Brève réflexion anamnésique autour de la consternante et terrifiante affaire Aya Nakamura

par Pierre Tevanian
15 mars 2024

À l’heure où le climat et l’environnement se dérèglement à grande vitesse, à l’heure où l’on massacre des civils en Ukraine et à Gaza, où l’on détruit un peuple à petit feu en Chine, où l’on déporte en totalité les Arméniens du Haut Karabagh, où l’on réprime dans le sang au Soudan, à l’heure où, dans nos frontières hexagonales, l’hôpital et l’école publique sont dévastés par les coupes budgétaires, la grande pauvreté et les inégalités à des niveaux sans précédent depuis longtemps, la jeunesse méprisée, angoissée et psychiatrisée dans des proportions elles aussi sans précédent, de quoi croyez-vous qu’on se préoccupe dans les hautes sphères d enotre beau pays ? De « l’abaya » des lycéennes ? Non, le « problème » est réglé... jusqu’à la prochaine panique morale vestimentaire. C’est toutefois dans un registre voisin que se lâche, en grande fanfare, la « vie intellectuelle » et le « débat démocratique » que le monde entier nous envie (ou plus précisément : qu’on a envie qu’il nous envie) : celui de la panique morale, esthétique cette fois-ci, mais qui partage avec la précédente un solide socle commun : la haine raciale...

On nous apprend donc par sondage – ce qui implique qu’un agent social a voulu faire poser ces questions, et qu’une entreprise privée a accepté le (très sale) travail – que « 63% des Français » jugent que le choix d’Aya Nakamura pour l’ouverture des Jeux Olympiques est « une mauvaise idée » – ce que de nombreux médias traduisent sans vergogne en affirmant que lesdits 63% « sont contre » cette artiste, qu’ils « s’opposent » ou qu’ils « refusent » sa présence aux JO. Il n’a jamais été et ne sera jamais question, pour nous, de mettre un pied dans les eaux marécageuses de ce genre de débats – « Pour ou contre Aya Nakamura ? », « Pour ou contre sa présence ? » ou encore le pathétique et malhonnête « A-t-on tout de même le droit de ne pas aimer et de le dire ? ».
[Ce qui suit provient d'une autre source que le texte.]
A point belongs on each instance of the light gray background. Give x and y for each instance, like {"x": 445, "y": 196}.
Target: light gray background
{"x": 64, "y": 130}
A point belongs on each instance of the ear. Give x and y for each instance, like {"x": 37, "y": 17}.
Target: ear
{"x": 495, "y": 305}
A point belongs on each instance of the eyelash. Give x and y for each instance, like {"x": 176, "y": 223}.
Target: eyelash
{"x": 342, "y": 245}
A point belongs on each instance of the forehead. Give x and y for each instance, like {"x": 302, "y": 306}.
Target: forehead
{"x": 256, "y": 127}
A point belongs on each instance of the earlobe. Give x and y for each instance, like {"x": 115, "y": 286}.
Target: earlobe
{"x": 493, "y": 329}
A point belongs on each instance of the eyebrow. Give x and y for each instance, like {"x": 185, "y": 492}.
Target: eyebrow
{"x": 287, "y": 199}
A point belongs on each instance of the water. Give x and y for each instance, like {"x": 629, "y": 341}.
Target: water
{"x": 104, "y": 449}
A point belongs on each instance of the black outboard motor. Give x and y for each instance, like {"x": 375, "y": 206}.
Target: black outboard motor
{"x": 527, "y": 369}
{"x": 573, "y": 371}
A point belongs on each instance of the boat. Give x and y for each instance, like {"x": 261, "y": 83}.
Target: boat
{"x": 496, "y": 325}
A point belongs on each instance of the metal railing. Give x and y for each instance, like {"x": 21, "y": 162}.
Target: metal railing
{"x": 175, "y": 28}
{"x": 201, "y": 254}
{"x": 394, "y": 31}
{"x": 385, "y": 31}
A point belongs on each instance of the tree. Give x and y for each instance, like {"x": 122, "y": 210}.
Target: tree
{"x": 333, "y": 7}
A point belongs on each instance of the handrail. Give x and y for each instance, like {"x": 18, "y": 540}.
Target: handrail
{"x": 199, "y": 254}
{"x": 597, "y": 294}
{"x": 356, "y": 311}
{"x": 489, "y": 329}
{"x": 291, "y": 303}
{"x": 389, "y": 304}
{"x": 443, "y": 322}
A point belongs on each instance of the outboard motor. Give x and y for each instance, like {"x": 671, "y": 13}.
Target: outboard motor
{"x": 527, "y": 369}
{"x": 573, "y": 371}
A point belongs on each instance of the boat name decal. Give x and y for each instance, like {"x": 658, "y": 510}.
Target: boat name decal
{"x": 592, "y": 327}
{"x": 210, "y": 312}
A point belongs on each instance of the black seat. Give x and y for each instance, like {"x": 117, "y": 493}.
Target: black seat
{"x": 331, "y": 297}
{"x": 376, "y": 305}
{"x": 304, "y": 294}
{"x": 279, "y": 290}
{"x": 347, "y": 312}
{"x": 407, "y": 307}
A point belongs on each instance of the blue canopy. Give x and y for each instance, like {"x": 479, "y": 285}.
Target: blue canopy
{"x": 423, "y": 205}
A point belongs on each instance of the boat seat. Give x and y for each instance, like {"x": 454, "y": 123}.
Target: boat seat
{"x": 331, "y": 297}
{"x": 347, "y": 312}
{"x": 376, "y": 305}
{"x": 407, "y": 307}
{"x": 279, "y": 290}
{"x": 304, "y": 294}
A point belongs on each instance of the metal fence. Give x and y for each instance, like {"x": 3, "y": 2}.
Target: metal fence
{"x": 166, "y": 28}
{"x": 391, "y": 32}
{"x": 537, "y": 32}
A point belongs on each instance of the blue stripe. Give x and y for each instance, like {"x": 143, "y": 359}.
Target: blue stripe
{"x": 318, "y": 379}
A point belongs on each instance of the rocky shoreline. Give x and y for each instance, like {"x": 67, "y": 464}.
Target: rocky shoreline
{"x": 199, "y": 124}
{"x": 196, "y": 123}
On se contentera d’un pas de côté, ou plutôt d’un petit saut dans le passé, qui nous a paru instructif. Car l’histoire se répète. À chaque génération en effet, plus ou moins bruyamment selon les aléas de l’histoire politique, des âmes distinguées hurlent au scandale ou prennent des poses ricanantes quand un·e mal-né·e, mal-baptisé·e et/ou mal-coloré·e (ou les 3 ensemble) profane un monument musical national. Que les indignés d’aujourd’hui soient de grands amateurs de Serge Gainsbourg (ou surtout de grands nostalgiques de ses « provocs » salement sexistes à l’heure où « on ne peut plus rien dire »), et que par ailleurs Aya Nakamura incarne une dynamique sociale bien plus engageante que ledit Gainsbourg, ne change pas grand chose au fond de l’affaire : la racaille Vieille-France fascisante d’aujourd’hui est la digne héritière de celle d’hier – celle, je veux dire, qu’incarna un certain Michel Droit.
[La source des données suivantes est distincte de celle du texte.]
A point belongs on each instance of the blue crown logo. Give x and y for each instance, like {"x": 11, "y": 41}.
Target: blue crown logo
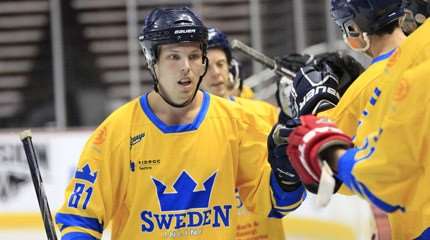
{"x": 185, "y": 196}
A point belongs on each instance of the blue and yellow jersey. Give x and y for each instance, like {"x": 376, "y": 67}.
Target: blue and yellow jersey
{"x": 157, "y": 181}
{"x": 349, "y": 110}
{"x": 251, "y": 225}
{"x": 390, "y": 166}
{"x": 247, "y": 93}
{"x": 262, "y": 109}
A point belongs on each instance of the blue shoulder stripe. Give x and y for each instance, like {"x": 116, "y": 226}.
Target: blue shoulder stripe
{"x": 78, "y": 236}
{"x": 345, "y": 165}
{"x": 179, "y": 127}
{"x": 71, "y": 220}
{"x": 425, "y": 235}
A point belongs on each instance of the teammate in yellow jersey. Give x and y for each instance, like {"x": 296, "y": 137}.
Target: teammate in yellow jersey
{"x": 371, "y": 27}
{"x": 390, "y": 167}
{"x": 222, "y": 74}
{"x": 166, "y": 165}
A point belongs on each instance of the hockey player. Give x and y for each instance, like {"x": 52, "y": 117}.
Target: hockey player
{"x": 389, "y": 166}
{"x": 416, "y": 13}
{"x": 368, "y": 26}
{"x": 220, "y": 77}
{"x": 166, "y": 165}
{"x": 218, "y": 81}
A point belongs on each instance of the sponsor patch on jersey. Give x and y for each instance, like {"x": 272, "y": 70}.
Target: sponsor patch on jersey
{"x": 401, "y": 91}
{"x": 136, "y": 139}
{"x": 101, "y": 136}
{"x": 182, "y": 31}
{"x": 185, "y": 211}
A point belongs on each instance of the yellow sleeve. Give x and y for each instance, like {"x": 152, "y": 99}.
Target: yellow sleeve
{"x": 262, "y": 109}
{"x": 389, "y": 165}
{"x": 92, "y": 195}
{"x": 247, "y": 93}
{"x": 258, "y": 188}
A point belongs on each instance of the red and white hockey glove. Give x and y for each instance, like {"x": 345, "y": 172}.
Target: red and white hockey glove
{"x": 307, "y": 141}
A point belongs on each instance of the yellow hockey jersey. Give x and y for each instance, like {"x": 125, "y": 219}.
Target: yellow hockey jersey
{"x": 252, "y": 225}
{"x": 247, "y": 93}
{"x": 389, "y": 168}
{"x": 350, "y": 108}
{"x": 158, "y": 181}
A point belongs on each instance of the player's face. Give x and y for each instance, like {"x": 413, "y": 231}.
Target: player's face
{"x": 178, "y": 70}
{"x": 215, "y": 80}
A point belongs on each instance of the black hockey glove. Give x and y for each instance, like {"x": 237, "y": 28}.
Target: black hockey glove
{"x": 315, "y": 89}
{"x": 277, "y": 146}
{"x": 345, "y": 67}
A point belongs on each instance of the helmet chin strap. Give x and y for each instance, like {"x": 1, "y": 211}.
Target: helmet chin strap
{"x": 158, "y": 89}
{"x": 358, "y": 49}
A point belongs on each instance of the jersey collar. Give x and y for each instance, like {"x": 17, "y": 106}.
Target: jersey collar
{"x": 179, "y": 127}
{"x": 383, "y": 56}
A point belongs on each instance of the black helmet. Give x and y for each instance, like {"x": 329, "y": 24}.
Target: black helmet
{"x": 165, "y": 26}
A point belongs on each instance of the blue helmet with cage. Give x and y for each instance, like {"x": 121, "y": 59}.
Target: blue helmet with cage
{"x": 166, "y": 26}
{"x": 169, "y": 26}
{"x": 369, "y": 15}
{"x": 217, "y": 39}
{"x": 416, "y": 12}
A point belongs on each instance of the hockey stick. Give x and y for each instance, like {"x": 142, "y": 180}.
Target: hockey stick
{"x": 38, "y": 184}
{"x": 261, "y": 58}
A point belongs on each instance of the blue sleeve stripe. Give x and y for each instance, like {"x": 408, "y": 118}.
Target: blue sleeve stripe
{"x": 71, "y": 220}
{"x": 425, "y": 235}
{"x": 286, "y": 210}
{"x": 283, "y": 198}
{"x": 345, "y": 165}
{"x": 78, "y": 236}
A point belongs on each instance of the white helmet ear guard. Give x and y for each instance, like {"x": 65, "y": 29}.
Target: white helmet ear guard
{"x": 233, "y": 75}
{"x": 354, "y": 37}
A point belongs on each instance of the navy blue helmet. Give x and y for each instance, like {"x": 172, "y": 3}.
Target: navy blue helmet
{"x": 168, "y": 26}
{"x": 165, "y": 26}
{"x": 369, "y": 15}
{"x": 217, "y": 39}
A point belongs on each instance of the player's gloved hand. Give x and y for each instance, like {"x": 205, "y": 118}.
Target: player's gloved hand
{"x": 345, "y": 67}
{"x": 306, "y": 144}
{"x": 278, "y": 159}
{"x": 314, "y": 89}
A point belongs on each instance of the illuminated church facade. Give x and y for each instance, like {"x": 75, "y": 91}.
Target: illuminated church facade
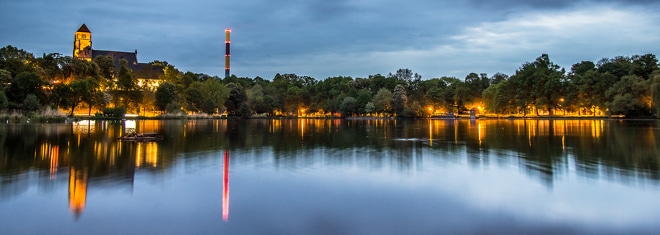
{"x": 147, "y": 75}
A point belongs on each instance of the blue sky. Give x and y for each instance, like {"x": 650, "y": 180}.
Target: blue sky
{"x": 357, "y": 38}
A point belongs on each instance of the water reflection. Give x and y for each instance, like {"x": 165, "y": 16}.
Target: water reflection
{"x": 225, "y": 187}
{"x": 77, "y": 190}
{"x": 546, "y": 150}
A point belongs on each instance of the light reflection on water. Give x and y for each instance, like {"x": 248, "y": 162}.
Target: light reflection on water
{"x": 330, "y": 176}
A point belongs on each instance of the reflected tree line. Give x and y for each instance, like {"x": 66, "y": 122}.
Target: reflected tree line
{"x": 546, "y": 148}
{"x": 624, "y": 85}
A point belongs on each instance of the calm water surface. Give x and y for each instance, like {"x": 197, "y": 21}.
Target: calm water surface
{"x": 332, "y": 177}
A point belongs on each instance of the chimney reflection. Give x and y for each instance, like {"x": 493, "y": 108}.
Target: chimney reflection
{"x": 77, "y": 190}
{"x": 225, "y": 188}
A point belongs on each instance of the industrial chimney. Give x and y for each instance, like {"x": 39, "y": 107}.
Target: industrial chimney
{"x": 227, "y": 54}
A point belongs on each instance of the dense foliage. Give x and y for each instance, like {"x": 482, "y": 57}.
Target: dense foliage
{"x": 621, "y": 85}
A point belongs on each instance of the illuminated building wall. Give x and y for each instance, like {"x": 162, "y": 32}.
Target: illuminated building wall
{"x": 82, "y": 43}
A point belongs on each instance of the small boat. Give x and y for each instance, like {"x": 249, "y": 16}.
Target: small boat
{"x": 141, "y": 137}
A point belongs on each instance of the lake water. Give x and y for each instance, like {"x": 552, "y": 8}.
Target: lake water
{"x": 332, "y": 177}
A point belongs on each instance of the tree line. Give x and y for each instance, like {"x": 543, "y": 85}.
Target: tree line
{"x": 626, "y": 85}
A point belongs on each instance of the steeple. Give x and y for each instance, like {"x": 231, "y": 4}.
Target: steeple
{"x": 82, "y": 43}
{"x": 83, "y": 29}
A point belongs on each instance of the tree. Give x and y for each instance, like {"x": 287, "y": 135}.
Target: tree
{"x": 215, "y": 95}
{"x": 4, "y": 103}
{"x": 383, "y": 100}
{"x": 538, "y": 83}
{"x": 348, "y": 106}
{"x": 106, "y": 69}
{"x": 194, "y": 97}
{"x": 369, "y": 108}
{"x": 236, "y": 98}
{"x": 125, "y": 80}
{"x": 16, "y": 60}
{"x": 5, "y": 79}
{"x": 30, "y": 105}
{"x": 630, "y": 96}
{"x": 80, "y": 91}
{"x": 655, "y": 92}
{"x": 26, "y": 83}
{"x": 165, "y": 94}
{"x": 399, "y": 99}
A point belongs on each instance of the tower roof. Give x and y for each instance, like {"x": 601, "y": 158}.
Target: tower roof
{"x": 83, "y": 29}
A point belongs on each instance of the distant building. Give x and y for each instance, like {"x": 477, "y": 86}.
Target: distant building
{"x": 147, "y": 75}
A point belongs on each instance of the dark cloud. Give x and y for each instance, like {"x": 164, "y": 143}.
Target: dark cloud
{"x": 319, "y": 38}
{"x": 554, "y": 4}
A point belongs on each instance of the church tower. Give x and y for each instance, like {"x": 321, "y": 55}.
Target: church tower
{"x": 82, "y": 44}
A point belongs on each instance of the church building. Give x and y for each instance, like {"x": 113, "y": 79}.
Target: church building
{"x": 147, "y": 75}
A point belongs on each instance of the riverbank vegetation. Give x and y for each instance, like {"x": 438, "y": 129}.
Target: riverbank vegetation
{"x": 624, "y": 85}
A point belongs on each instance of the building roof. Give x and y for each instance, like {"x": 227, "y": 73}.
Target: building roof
{"x": 145, "y": 70}
{"x": 131, "y": 57}
{"x": 83, "y": 29}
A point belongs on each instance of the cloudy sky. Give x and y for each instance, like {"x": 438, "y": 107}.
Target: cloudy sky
{"x": 357, "y": 38}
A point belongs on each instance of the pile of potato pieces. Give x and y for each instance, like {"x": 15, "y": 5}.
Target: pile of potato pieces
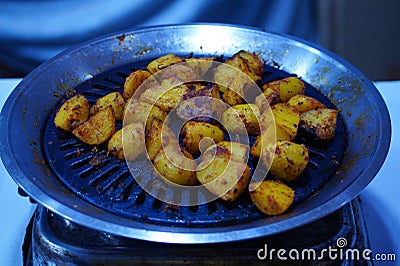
{"x": 291, "y": 110}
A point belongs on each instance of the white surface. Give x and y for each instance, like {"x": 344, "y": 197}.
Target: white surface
{"x": 380, "y": 199}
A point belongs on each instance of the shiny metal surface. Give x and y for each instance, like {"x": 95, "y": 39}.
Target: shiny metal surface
{"x": 26, "y": 110}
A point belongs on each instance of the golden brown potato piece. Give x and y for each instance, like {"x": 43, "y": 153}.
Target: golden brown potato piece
{"x": 127, "y": 143}
{"x": 232, "y": 98}
{"x": 163, "y": 62}
{"x": 133, "y": 82}
{"x": 115, "y": 100}
{"x": 223, "y": 177}
{"x": 267, "y": 98}
{"x": 201, "y": 104}
{"x": 181, "y": 171}
{"x": 165, "y": 99}
{"x": 288, "y": 159}
{"x": 287, "y": 117}
{"x": 232, "y": 83}
{"x": 72, "y": 113}
{"x": 157, "y": 135}
{"x": 242, "y": 116}
{"x": 319, "y": 123}
{"x": 272, "y": 197}
{"x": 287, "y": 88}
{"x": 98, "y": 129}
{"x": 268, "y": 137}
{"x": 193, "y": 132}
{"x": 232, "y": 150}
{"x": 136, "y": 110}
{"x": 153, "y": 139}
{"x": 305, "y": 103}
Morceaux choisis (Le Figaro Magazine, 01/06/1979) :

« Oh, de Lily Pons à Line Renaud, on ne compte pas les artistes lyriques ou de variétés ayant chanté La Marseillaise quand l’occasion s’en présentait. En revanche, la vomir ainsi - et je pense à un autre verbe moins châtié mais plus imagé -, la vomir ainsi par bribes éparses, jamais nous n’avions entendu cela. Et encore, l’entendre est une chose. Mais le voir ! »

« Que l’on veuille bien m’excuser de dire aussi nettement les choses et de manquer peut-être à la plus élémentaire charité, mais quand je vois apparaître Serge Gainsbourg, je me sens devenir écologique. Comprenez par là que je me trouve aussitôt en état de défense contre une sorte de pollution ambiante qui me semble émaner spontanément de sa personne et de son oeuvre, comme de certains tuyaux d’échappement sous un tunnel routier. »
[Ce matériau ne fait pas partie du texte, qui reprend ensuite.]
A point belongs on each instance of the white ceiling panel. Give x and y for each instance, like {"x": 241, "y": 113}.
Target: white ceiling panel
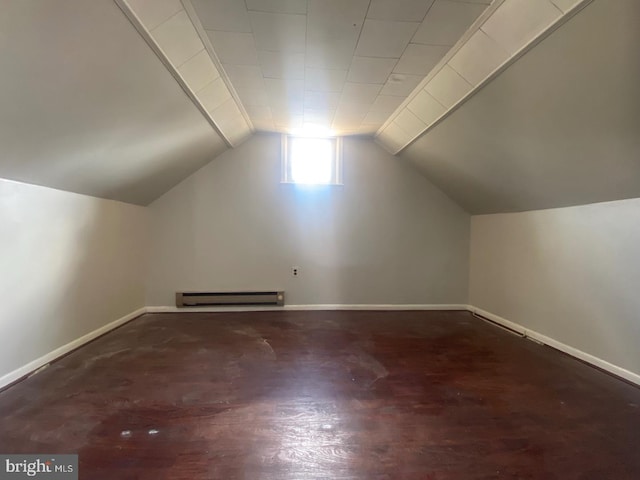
{"x": 154, "y": 12}
{"x": 320, "y": 56}
{"x": 374, "y": 117}
{"x": 393, "y": 137}
{"x": 226, "y": 15}
{"x": 382, "y": 38}
{"x": 565, "y": 5}
{"x": 178, "y": 38}
{"x": 410, "y": 123}
{"x": 321, "y": 100}
{"x": 199, "y": 71}
{"x": 401, "y": 85}
{"x": 447, "y": 21}
{"x": 420, "y": 59}
{"x": 245, "y": 76}
{"x": 323, "y": 80}
{"x": 478, "y": 57}
{"x": 360, "y": 93}
{"x": 279, "y": 32}
{"x": 281, "y": 64}
{"x": 426, "y": 108}
{"x": 278, "y": 6}
{"x": 214, "y": 94}
{"x": 516, "y": 22}
{"x": 335, "y": 54}
{"x": 285, "y": 92}
{"x": 235, "y": 48}
{"x": 386, "y": 103}
{"x": 371, "y": 69}
{"x": 399, "y": 10}
{"x": 448, "y": 87}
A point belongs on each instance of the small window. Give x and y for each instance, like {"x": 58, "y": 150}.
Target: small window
{"x": 311, "y": 160}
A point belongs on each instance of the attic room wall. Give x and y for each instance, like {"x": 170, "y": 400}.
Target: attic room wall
{"x": 387, "y": 236}
{"x": 569, "y": 273}
{"x": 70, "y": 264}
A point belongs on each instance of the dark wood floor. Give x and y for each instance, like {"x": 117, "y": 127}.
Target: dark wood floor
{"x": 325, "y": 395}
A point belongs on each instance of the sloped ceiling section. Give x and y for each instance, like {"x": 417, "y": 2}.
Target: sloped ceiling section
{"x": 175, "y": 35}
{"x": 86, "y": 106}
{"x": 559, "y": 127}
{"x": 339, "y": 65}
{"x": 504, "y": 32}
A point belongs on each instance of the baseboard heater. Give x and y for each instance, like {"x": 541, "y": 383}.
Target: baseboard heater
{"x": 228, "y": 299}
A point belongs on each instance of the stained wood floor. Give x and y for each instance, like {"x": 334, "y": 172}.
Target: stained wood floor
{"x": 325, "y": 395}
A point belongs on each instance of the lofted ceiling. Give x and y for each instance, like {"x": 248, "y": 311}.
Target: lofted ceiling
{"x": 507, "y": 105}
{"x": 332, "y": 65}
{"x": 559, "y": 127}
{"x": 86, "y": 106}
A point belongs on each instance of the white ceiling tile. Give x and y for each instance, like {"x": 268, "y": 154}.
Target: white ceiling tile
{"x": 516, "y": 22}
{"x": 447, "y": 21}
{"x": 399, "y": 10}
{"x": 321, "y": 100}
{"x": 426, "y": 108}
{"x": 346, "y": 109}
{"x": 394, "y": 137}
{"x": 245, "y": 76}
{"x": 262, "y": 125}
{"x": 214, "y": 94}
{"x": 335, "y": 54}
{"x": 279, "y": 32}
{"x": 478, "y": 57}
{"x": 235, "y": 48}
{"x": 336, "y": 12}
{"x": 154, "y": 12}
{"x": 178, "y": 38}
{"x": 369, "y": 128}
{"x": 323, "y": 80}
{"x": 286, "y": 93}
{"x": 226, "y": 15}
{"x": 199, "y": 71}
{"x": 370, "y": 69}
{"x": 565, "y": 5}
{"x": 281, "y": 64}
{"x": 229, "y": 119}
{"x": 380, "y": 38}
{"x": 410, "y": 123}
{"x": 253, "y": 97}
{"x": 376, "y": 118}
{"x": 400, "y": 84}
{"x": 278, "y": 6}
{"x": 386, "y": 103}
{"x": 448, "y": 87}
{"x": 319, "y": 117}
{"x": 259, "y": 113}
{"x": 420, "y": 59}
{"x": 360, "y": 93}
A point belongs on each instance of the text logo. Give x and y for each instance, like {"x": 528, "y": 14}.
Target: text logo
{"x": 43, "y": 466}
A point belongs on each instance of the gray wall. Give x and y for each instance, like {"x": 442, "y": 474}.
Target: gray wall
{"x": 572, "y": 274}
{"x": 387, "y": 236}
{"x": 69, "y": 265}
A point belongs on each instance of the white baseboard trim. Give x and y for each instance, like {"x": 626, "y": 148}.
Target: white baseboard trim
{"x": 574, "y": 352}
{"x": 30, "y": 367}
{"x": 168, "y": 309}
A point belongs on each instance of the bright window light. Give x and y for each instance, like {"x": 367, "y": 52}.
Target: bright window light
{"x": 311, "y": 161}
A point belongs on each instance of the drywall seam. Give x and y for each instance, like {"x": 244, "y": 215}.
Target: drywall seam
{"x": 574, "y": 352}
{"x": 38, "y": 363}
« Et puis, il faut bien aborder, pour finir, l’aspect le plus délicat et qui n’est pas le moins grave de cette minable mais aussi de cette odieuse ’chienlit’. Beaucoup d’entre nous s’alarment, souvent à juste titre, de certaines résurgences, dans notre monde actuel, d’un antisémitisme que l’on était en droit de croire enseveli à jamais avec les six millions de martyrs envoyés à la mort par son incarnation la plus démoniaque. Or, dans ce domaine de l’antisémitisme, chacun sait que, s’il y a des propagateurs, il peut y avoir aussi, hélas !, les provocateurs (...). Il n’est évidemment pas un homme de bonne foi, qui songerait à associer cette parodie scandaleuse, même si elle est débile, de notre hymne national et le judaïsme de Gainsbourg. Mais ce ne sont pas précisément les hommes de bonne foi qui constituent les bataillons de l’antisémitisme (...) En dehors de la méprisable insulte au chant de notre patrie, ce mauvais coup dans le dos de ses coreligionnaires était-il vraiment le seul moyen que Serge Gainsbourg pût trouver pour relancer une carrière que l’on disait plutôt défaillante depuis quelque temps ? »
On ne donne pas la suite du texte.